Ирина Евгеньевна знала почти все про ранение Белокурова, но ей не было известно, что три дня назад у больного, которого готовили к операции, родился сын и он еще не видел мальчишку.
Увидит ли?
Дмитрий Николаевич стоял в сторонке, чтобы глаза Ирины Евгеньевны не встречались с его молчаливым, настороженным взглядом. Внешне он был спокоен, а отмечая ее уверенные, точные движения, освобождался и от безотчетной внутренней тревоги.
Следя за операцией, он думал о случившемся. Оказывается, раненый, ослепший летчик сумел посадить машину. Сохранить сознание в таких обстоятельствах почти невозможно. Это редчайший случай. И объяснением может быть только несгибаемая воля летчика.
Потом Дмитрий Николаевич услышит признание Белокурова: «Я все время внушал себе: сядешь, должен сесть и сядешь!»
Утром он, Белокуров, получил задание полкового «института прогноза». Задача была привычная — разведать погоду перед началом полетов.
Выполнив задание, он возвращался на аэродром и прикидывал, что через пару дней поедет в город и заберет из родильного дома Ольгу и мальчишку. «Хорошо бы назвать его Никиткой. Ольга, наверно, согласится».
От неожиданного толчка голова его откинулась назад и резко ударилась о жесткую спинку сиденья.
Лицо заливала кровь.
Еще не понимая, что случилось, он попытался открыть глаза, но уже не увидел солнца, разлетевшийся пух и забрызганные кровью приборы. Одна туманная красноватая муть.
Белокуров решил: надо сажать машину. Вслепую. По командам с земли.
— Седьмой! — запросил он командный пункт.
Ответа не было.
Прижав мягкие ларинги, повторил:
— Седьмой!
И снова тишина.
Он провел рукой по шнуру шлемофона и обнаружил, что тонкий шнур перебит.
Сквозь кровавую муть пилот еле угадывал очертания приборов. Но все-таки понял, что подходит к посадочной полосе.
Она совсем близко. Только бы не ошибиться… Белокуров глубоко вздохнул и захлебнулся от теплой крови во рту.

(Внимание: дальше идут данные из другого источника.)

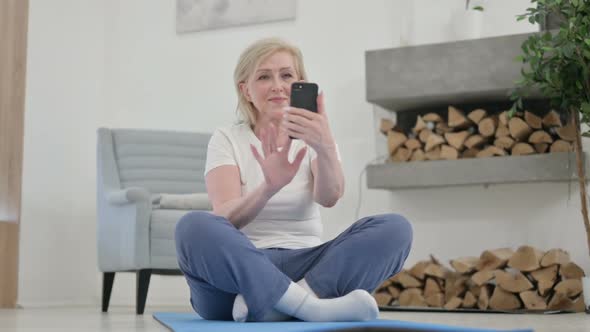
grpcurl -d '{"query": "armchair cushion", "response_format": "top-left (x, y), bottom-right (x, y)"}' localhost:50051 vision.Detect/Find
top-left (158, 193), bottom-right (211, 210)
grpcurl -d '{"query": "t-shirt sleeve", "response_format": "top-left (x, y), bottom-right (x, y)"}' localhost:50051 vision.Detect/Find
top-left (205, 129), bottom-right (237, 176)
top-left (308, 143), bottom-right (342, 162)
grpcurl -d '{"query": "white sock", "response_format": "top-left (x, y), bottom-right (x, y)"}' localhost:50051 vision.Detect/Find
top-left (232, 279), bottom-right (318, 322)
top-left (232, 294), bottom-right (293, 322)
top-left (275, 282), bottom-right (379, 322)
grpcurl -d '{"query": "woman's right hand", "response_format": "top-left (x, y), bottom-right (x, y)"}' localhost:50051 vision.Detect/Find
top-left (250, 124), bottom-right (307, 194)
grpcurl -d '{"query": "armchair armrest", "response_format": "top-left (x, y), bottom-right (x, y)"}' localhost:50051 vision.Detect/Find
top-left (106, 187), bottom-right (151, 205)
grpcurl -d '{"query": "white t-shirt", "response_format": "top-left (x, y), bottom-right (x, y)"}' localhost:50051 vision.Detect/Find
top-left (205, 124), bottom-right (332, 249)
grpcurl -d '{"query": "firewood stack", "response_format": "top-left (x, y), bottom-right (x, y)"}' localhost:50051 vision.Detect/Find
top-left (374, 246), bottom-right (584, 312)
top-left (380, 106), bottom-right (575, 162)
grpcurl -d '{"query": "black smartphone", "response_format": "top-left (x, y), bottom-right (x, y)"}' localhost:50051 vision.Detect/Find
top-left (289, 82), bottom-right (318, 139)
top-left (291, 82), bottom-right (318, 113)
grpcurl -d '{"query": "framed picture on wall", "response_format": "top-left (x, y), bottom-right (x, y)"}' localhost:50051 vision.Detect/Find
top-left (176, 0), bottom-right (296, 33)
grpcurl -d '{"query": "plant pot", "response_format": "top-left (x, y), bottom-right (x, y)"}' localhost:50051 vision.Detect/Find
top-left (582, 277), bottom-right (590, 314)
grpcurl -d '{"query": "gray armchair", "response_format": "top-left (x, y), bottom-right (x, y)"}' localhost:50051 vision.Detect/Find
top-left (97, 128), bottom-right (211, 314)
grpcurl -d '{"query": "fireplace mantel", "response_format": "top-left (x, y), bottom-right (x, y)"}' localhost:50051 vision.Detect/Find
top-left (365, 34), bottom-right (590, 190)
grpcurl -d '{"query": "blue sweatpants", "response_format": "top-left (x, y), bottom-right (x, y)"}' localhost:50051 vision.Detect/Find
top-left (176, 212), bottom-right (412, 321)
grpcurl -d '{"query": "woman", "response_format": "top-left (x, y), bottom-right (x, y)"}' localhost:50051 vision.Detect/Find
top-left (176, 39), bottom-right (412, 321)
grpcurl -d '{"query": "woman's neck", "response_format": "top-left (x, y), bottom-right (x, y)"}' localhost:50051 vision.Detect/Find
top-left (251, 118), bottom-right (289, 147)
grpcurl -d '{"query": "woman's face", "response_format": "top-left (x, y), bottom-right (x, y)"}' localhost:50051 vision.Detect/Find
top-left (240, 52), bottom-right (299, 119)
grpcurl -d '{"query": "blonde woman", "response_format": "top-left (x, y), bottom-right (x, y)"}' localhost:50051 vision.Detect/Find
top-left (176, 39), bottom-right (412, 321)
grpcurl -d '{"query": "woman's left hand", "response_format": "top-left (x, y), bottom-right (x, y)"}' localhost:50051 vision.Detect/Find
top-left (282, 92), bottom-right (336, 154)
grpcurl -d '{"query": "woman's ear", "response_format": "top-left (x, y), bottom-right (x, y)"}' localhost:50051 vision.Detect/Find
top-left (239, 82), bottom-right (252, 102)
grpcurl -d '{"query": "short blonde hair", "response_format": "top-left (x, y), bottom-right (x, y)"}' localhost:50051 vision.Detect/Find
top-left (234, 38), bottom-right (307, 125)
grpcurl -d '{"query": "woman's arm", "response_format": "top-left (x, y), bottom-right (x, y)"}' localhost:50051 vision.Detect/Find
top-left (283, 93), bottom-right (344, 207)
top-left (205, 165), bottom-right (276, 229)
top-left (205, 125), bottom-right (307, 229)
top-left (311, 146), bottom-right (344, 207)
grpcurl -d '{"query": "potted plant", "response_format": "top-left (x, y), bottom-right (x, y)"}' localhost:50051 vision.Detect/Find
top-left (510, 0), bottom-right (590, 313)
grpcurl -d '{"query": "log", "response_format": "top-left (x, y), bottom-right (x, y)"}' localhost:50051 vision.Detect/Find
top-left (418, 128), bottom-right (433, 143)
top-left (461, 291), bottom-right (477, 308)
top-left (549, 139), bottom-right (573, 152)
top-left (426, 293), bottom-right (445, 308)
top-left (477, 287), bottom-right (490, 310)
top-left (464, 134), bottom-right (487, 149)
top-left (434, 122), bottom-right (453, 135)
top-left (440, 144), bottom-right (459, 160)
top-left (448, 106), bottom-right (471, 129)
top-left (374, 293), bottom-right (392, 307)
top-left (555, 123), bottom-right (576, 142)
top-left (508, 117), bottom-right (533, 142)
top-left (387, 286), bottom-right (401, 300)
top-left (520, 291), bottom-right (547, 310)
top-left (490, 287), bottom-right (521, 310)
top-left (478, 116), bottom-right (498, 137)
top-left (553, 279), bottom-right (582, 297)
top-left (510, 142), bottom-right (536, 156)
top-left (524, 111), bottom-right (543, 129)
top-left (476, 248), bottom-right (514, 271)
top-left (387, 131), bottom-right (408, 155)
top-left (399, 288), bottom-right (427, 307)
top-left (569, 295), bottom-right (586, 312)
top-left (494, 136), bottom-right (515, 150)
top-left (543, 111), bottom-right (562, 128)
top-left (444, 297), bottom-right (463, 310)
top-left (547, 293), bottom-right (574, 310)
top-left (559, 262), bottom-right (586, 279)
top-left (467, 282), bottom-right (485, 297)
top-left (410, 149), bottom-right (426, 161)
top-left (424, 263), bottom-right (449, 279)
top-left (541, 249), bottom-right (570, 267)
top-left (424, 278), bottom-right (442, 297)
top-left (424, 134), bottom-right (445, 152)
top-left (379, 118), bottom-right (395, 135)
top-left (392, 270), bottom-right (422, 288)
top-left (471, 270), bottom-right (500, 286)
top-left (445, 274), bottom-right (469, 302)
top-left (391, 147), bottom-right (412, 162)
top-left (408, 261), bottom-right (430, 280)
top-left (494, 270), bottom-right (533, 293)
top-left (508, 246), bottom-right (544, 272)
top-left (445, 130), bottom-right (469, 150)
top-left (467, 108), bottom-right (488, 124)
top-left (412, 115), bottom-right (426, 134)
top-left (450, 257), bottom-right (479, 274)
top-left (425, 146), bottom-right (441, 160)
top-left (461, 148), bottom-right (480, 158)
top-left (498, 111), bottom-right (510, 127)
top-left (531, 265), bottom-right (559, 296)
top-left (495, 124), bottom-right (510, 138)
top-left (475, 145), bottom-right (508, 158)
top-left (529, 130), bottom-right (553, 144)
top-left (533, 143), bottom-right (549, 153)
top-left (422, 113), bottom-right (443, 123)
top-left (404, 138), bottom-right (422, 151)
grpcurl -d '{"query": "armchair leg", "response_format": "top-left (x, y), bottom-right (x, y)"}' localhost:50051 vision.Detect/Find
top-left (102, 272), bottom-right (115, 312)
top-left (136, 269), bottom-right (152, 315)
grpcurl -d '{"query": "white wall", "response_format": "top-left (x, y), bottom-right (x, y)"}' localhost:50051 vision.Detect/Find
top-left (19, 0), bottom-right (587, 310)
top-left (19, 0), bottom-right (399, 306)
top-left (18, 0), bottom-right (105, 305)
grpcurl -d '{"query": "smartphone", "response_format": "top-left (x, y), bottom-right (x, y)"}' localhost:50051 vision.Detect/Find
top-left (291, 82), bottom-right (318, 113)
top-left (289, 82), bottom-right (318, 139)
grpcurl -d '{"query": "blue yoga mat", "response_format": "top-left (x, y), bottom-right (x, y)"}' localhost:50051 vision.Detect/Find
top-left (153, 312), bottom-right (533, 332)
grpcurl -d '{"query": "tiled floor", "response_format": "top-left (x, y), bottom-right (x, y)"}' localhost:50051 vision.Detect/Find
top-left (0, 307), bottom-right (590, 332)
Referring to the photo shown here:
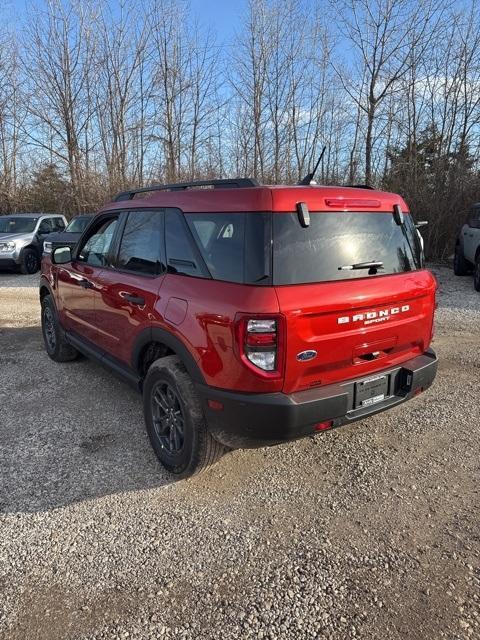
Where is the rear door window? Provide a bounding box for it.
[185,213,272,284]
[117,210,165,276]
[77,216,118,267]
[273,212,422,285]
[165,210,210,278]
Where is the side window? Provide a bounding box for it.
[50,218,65,231]
[117,211,165,275]
[468,207,480,229]
[77,217,118,267]
[37,218,53,236]
[165,211,209,278]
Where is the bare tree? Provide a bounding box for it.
[333,0,444,184]
[23,0,95,208]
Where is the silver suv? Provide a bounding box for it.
[0,213,67,274]
[453,202,480,291]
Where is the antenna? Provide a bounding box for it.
[298,145,327,185]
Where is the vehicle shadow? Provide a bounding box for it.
[0,270,40,289]
[0,326,172,513]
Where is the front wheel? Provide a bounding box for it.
[42,295,78,362]
[143,356,225,478]
[473,253,480,291]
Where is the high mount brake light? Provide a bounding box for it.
[237,315,283,377]
[325,198,382,209]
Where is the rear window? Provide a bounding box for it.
[273,212,422,285]
[181,212,423,285]
[186,213,272,284]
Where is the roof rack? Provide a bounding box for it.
[345,184,376,191]
[113,178,260,202]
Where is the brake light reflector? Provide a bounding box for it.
[313,420,333,431]
[325,198,382,209]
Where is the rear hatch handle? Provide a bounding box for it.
[338,260,383,273]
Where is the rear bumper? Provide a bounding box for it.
[198,349,437,447]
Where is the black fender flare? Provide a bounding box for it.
[132,327,206,384]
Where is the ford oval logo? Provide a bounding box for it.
[297,349,317,362]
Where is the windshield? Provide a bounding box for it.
[0,216,37,233]
[273,212,423,285]
[65,216,90,233]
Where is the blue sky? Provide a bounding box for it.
[190,0,246,42]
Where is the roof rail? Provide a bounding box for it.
[113,178,260,202]
[345,184,376,191]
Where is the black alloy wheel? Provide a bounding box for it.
[151,381,185,456]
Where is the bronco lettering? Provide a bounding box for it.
[337,304,410,324]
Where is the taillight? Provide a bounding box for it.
[248,319,278,371]
[237,314,283,377]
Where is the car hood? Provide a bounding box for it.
[0,233,33,242]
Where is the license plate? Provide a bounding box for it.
[355,376,388,408]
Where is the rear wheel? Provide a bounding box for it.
[42,295,78,362]
[20,248,40,275]
[143,356,225,478]
[473,253,480,291]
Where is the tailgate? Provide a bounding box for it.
[276,270,436,393]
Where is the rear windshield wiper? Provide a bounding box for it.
[338,260,383,272]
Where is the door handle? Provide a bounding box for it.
[120,292,145,307]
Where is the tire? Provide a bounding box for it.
[453,244,471,276]
[42,295,79,362]
[473,252,480,291]
[20,247,40,275]
[143,356,226,478]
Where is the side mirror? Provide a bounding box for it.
[393,204,405,226]
[52,247,72,264]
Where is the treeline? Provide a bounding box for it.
[0,0,480,257]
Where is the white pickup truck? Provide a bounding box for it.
[453,202,480,291]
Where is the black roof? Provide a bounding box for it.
[1,211,63,218]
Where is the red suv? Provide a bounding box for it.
[40,179,437,476]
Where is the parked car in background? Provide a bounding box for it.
[40,178,437,476]
[453,202,480,291]
[43,213,92,253]
[0,213,67,274]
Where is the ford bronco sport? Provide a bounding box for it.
[40,179,437,476]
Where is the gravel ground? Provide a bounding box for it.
[0,268,480,640]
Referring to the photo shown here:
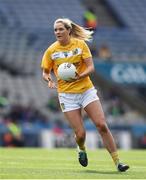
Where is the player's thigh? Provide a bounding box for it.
[64,109,84,132]
[84,100,105,125]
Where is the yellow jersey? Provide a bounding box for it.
[41,38,93,93]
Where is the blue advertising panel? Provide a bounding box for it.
[95,62,146,85]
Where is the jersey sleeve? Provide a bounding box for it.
[41,50,53,70]
[82,41,92,59]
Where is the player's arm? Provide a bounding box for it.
[42,69,57,88]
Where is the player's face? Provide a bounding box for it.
[54,22,70,43]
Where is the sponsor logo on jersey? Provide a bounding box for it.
[51,48,82,60]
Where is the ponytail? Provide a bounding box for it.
[54,18,93,41]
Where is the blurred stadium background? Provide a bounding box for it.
[0,0,146,149]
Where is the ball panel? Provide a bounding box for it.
[57,63,76,81]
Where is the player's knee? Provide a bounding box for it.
[97,122,108,133]
[76,130,86,141]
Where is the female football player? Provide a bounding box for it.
[41,18,129,172]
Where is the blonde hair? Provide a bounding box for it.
[54,18,93,41]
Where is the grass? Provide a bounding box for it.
[0,148,146,179]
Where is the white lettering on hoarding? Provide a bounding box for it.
[111,64,146,84]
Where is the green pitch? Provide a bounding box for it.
[0,148,146,179]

Сил оставалось все меньше.
Касание. Машину повело и встряхнуло. Руки вцепились в штурвал. И не могли разжаться.
«Теперь все, — сплевывая кровью на пол кабины, подумал он. — Мы в дамках, Оля».
Сирена «скорой помощи» уже пронзительно выла.
* * *Белокуров лежал в палате один. Вторая кровать пустовала. Ему нужен был абсолютный покой.